I think you should share your concerns with the department chair. It would be perfectly reasonable to ask that your comments be kept anonymous. Also, you should suggest that other students who are having trouble with this policy should complain also. One student bitching about a professor’s behavior can be dismissed as a whiner. If several are complaining, it’s much more likely that you’ll be taken seriously. Check your student handbook for procedures for complaining about professors, and if the chair tries to blow you off, be sure that he knows that you know what the next level of escalation is.

I’m surprised that the professor didn’t find a substitute or simply cancel the class for that day. Make up classes? Sorry, no. I worked my day-to-day schedule around some things (like school) with the expectation that they would be consistent for the next 16 weeks.

I had enough aggrivation with the play I’m in when I found out at the last minute I would have to come in earlier even though the schedule made no mention of this. Since I have to schedule my work availability a month in advance, it meant I had to have several co-workers cover for me/trade shifts just to make sure I could still do everything I was supposed to. :mad:

Easter Monday is a civic holiday. The rest of the university was closed; the professor had to have the door specially unlocked.

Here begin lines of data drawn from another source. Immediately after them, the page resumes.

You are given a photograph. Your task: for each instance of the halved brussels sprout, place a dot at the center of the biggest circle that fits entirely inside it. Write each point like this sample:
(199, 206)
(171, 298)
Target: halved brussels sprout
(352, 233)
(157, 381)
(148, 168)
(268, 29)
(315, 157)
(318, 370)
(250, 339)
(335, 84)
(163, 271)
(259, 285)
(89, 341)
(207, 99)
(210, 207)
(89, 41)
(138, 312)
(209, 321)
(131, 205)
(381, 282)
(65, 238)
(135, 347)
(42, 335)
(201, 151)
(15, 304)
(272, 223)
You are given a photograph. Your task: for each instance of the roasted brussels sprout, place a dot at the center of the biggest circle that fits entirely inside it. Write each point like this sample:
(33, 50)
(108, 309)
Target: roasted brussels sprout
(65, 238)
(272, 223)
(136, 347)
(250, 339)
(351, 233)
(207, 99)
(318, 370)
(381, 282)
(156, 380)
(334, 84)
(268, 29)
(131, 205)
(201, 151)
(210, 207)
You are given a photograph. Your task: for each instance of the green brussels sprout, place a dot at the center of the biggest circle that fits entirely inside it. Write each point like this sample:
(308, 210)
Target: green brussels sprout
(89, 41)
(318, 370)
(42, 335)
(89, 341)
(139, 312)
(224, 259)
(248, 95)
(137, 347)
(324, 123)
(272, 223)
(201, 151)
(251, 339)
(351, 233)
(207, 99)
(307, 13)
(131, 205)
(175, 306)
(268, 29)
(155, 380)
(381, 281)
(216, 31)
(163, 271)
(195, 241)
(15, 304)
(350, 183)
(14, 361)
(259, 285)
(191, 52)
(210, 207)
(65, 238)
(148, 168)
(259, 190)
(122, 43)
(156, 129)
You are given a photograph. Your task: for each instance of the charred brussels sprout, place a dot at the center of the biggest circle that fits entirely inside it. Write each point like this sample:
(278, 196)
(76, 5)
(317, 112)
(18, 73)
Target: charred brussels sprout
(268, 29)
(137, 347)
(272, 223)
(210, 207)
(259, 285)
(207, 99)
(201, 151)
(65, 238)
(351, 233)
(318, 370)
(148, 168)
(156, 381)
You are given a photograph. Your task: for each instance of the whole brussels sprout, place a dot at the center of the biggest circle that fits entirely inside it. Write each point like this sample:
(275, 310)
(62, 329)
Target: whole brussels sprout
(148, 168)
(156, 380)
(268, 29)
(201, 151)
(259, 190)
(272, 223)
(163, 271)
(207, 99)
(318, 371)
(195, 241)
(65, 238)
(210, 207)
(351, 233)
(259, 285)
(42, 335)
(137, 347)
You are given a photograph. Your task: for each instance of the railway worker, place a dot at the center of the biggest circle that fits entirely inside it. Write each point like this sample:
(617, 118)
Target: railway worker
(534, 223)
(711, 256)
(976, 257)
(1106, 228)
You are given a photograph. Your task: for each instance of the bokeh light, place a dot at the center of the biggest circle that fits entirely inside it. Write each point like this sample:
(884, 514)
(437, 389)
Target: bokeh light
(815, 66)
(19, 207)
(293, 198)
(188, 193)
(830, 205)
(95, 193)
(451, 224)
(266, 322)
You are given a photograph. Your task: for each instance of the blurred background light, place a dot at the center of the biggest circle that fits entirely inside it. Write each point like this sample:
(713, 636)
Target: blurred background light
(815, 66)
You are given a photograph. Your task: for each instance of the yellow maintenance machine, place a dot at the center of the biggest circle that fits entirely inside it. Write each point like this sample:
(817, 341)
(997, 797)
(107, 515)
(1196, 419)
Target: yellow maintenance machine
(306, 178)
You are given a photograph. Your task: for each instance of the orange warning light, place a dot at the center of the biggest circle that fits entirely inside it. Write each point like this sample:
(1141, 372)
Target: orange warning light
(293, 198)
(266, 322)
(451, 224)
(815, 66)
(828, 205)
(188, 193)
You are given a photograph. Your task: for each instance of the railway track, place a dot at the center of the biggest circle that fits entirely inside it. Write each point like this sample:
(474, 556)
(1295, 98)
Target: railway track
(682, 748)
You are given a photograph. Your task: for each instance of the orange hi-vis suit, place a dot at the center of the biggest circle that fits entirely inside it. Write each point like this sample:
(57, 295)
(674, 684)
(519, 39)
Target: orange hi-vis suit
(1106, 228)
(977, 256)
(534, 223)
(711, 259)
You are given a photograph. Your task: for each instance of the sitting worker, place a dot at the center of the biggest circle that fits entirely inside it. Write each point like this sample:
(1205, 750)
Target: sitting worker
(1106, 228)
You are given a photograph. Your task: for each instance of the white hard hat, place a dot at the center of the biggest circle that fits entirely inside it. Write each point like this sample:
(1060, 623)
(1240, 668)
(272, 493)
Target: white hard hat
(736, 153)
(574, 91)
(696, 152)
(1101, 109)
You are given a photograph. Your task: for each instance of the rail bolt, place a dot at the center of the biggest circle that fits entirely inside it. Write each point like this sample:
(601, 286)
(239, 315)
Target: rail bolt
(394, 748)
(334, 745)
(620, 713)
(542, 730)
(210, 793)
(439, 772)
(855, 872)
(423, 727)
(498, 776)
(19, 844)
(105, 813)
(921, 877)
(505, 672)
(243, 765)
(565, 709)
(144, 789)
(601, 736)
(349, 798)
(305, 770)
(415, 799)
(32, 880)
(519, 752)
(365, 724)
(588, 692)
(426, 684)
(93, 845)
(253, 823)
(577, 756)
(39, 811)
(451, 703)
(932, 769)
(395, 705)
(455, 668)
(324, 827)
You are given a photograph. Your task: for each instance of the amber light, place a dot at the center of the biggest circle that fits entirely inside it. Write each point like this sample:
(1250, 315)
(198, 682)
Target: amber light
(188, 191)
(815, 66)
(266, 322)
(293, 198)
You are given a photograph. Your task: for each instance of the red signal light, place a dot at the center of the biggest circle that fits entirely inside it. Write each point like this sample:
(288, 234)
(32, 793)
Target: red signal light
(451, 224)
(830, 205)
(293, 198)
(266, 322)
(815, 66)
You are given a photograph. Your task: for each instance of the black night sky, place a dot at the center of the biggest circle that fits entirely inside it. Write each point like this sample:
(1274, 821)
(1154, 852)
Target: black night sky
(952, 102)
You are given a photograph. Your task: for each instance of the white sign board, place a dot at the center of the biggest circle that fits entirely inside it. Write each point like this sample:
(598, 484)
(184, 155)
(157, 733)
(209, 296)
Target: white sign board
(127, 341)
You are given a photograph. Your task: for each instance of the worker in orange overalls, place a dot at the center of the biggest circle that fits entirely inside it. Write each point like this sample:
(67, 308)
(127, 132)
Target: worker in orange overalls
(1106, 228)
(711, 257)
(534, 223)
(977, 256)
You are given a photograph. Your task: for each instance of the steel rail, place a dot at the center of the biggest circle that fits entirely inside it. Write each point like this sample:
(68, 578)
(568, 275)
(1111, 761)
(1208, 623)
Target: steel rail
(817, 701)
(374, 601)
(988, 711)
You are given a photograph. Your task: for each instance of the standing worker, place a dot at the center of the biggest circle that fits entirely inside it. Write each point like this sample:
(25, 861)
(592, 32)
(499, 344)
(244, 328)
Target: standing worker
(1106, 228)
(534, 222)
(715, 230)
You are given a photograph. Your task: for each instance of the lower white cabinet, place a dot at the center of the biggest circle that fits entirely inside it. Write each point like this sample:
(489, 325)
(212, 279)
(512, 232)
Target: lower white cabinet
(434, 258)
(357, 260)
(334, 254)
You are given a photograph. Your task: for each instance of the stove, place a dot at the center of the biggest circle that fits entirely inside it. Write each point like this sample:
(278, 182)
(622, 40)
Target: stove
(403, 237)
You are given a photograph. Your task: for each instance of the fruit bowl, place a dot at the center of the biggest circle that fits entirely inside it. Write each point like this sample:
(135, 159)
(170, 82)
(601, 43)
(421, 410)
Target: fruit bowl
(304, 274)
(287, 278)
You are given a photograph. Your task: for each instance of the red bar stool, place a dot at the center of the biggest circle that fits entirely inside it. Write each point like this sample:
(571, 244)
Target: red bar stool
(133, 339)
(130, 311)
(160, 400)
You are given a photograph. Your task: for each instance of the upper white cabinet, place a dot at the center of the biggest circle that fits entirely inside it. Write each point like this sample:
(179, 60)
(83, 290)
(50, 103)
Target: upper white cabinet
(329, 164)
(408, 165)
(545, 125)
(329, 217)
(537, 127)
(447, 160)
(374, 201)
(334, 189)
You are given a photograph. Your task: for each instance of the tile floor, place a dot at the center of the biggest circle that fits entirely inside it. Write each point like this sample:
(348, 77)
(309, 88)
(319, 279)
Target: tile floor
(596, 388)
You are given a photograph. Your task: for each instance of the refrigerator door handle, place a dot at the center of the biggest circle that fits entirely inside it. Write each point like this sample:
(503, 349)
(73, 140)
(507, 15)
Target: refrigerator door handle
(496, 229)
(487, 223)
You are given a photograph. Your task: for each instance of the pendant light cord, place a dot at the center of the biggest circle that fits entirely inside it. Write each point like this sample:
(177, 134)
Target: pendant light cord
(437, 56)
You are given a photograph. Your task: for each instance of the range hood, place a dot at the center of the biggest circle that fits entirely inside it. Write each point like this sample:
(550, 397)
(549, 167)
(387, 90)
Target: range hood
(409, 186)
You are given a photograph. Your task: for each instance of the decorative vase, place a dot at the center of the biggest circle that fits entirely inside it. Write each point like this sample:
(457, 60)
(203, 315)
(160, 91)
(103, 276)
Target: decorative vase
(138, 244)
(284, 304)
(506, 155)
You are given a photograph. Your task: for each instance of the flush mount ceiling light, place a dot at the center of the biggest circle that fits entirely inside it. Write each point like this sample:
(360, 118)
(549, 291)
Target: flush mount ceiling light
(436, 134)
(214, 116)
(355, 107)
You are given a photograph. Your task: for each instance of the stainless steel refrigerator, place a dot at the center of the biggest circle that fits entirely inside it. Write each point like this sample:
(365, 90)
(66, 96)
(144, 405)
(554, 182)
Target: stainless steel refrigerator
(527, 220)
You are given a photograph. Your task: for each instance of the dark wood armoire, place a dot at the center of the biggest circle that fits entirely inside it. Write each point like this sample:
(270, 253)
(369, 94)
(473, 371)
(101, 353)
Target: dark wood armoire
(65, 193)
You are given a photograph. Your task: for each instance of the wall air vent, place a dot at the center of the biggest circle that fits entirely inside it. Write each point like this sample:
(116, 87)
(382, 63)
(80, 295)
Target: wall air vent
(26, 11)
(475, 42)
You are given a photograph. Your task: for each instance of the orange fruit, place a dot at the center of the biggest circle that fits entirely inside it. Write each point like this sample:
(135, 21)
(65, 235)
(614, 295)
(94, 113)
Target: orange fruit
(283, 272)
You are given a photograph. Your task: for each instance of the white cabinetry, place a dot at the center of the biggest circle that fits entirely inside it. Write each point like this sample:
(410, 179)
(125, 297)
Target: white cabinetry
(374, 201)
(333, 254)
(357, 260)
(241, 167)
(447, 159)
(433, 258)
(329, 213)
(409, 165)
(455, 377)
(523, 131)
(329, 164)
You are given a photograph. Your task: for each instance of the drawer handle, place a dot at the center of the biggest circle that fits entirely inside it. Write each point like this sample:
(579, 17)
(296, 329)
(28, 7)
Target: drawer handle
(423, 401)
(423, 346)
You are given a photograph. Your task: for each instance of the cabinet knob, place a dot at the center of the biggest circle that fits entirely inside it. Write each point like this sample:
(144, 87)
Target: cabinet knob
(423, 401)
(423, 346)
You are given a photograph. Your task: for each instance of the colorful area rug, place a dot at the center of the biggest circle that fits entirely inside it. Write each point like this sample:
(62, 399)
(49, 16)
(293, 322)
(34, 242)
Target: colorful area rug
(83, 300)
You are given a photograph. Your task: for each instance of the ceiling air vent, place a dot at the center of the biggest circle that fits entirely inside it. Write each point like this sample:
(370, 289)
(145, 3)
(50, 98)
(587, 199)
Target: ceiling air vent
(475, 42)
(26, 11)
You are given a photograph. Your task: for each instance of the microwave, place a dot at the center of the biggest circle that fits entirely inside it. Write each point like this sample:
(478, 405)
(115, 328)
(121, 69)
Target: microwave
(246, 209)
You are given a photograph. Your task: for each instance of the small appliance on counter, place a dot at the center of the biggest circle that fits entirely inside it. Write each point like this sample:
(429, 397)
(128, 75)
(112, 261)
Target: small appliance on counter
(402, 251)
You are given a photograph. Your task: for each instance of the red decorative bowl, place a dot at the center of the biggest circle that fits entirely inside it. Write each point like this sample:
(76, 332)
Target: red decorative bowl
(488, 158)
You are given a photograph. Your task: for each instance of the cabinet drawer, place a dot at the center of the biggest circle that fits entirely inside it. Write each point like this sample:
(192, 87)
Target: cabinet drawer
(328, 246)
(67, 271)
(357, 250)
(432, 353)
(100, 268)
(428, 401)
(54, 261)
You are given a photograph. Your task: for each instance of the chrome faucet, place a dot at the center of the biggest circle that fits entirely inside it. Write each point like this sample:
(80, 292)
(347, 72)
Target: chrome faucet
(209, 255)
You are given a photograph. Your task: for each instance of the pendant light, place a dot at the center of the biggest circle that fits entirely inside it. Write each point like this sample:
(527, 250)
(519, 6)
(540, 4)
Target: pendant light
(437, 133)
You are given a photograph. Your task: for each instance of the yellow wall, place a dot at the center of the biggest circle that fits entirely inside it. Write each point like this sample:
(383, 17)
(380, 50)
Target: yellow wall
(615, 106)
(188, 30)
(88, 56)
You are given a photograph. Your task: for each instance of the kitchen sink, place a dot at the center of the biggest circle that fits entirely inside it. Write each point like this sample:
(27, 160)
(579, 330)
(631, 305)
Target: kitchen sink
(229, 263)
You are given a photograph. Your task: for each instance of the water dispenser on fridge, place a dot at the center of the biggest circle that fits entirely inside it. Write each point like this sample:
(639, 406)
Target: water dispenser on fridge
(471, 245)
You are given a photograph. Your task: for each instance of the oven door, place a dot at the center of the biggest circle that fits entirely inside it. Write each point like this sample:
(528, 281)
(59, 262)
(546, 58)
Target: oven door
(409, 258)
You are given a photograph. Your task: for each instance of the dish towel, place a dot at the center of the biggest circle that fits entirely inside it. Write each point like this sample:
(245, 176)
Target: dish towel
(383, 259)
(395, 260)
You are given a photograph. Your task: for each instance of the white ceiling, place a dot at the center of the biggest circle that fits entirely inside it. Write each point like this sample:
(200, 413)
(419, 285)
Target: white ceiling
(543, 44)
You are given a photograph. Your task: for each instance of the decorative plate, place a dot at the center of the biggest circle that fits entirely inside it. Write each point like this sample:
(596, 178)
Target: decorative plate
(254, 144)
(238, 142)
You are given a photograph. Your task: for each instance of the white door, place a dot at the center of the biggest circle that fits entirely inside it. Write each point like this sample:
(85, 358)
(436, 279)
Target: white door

Ahh. Thank you for relieving me of a certain amount of ignorance. :slight_smile: Is that true all over Canada, or is that a Québec thing (it’s mostly Catholic, right?)

For that matter, Anglicanism is “mostly Catholic.” rimshot

Last semester I took a linguistics course. My poor professor was having probably one of the worst times of her life (her cancer came out of remission, she was undergoing lots of chemo, she broke her hand, her father fell ill…) and my TA was having terrible back problems and also had to fly all around the country to speak at conferences. Class was cancelled every other day, pretty much. When the end of the semester came near, the prof scheduled a make-up class for a weekday evening, and promised to provide audio tapes of the lecture for anyone who couldn’t make it. Four of us (out of a class of about 50) showed up. We sat in the room for about 15 minutes, and then the TA showed up to tell us that the make-up class was cancelled.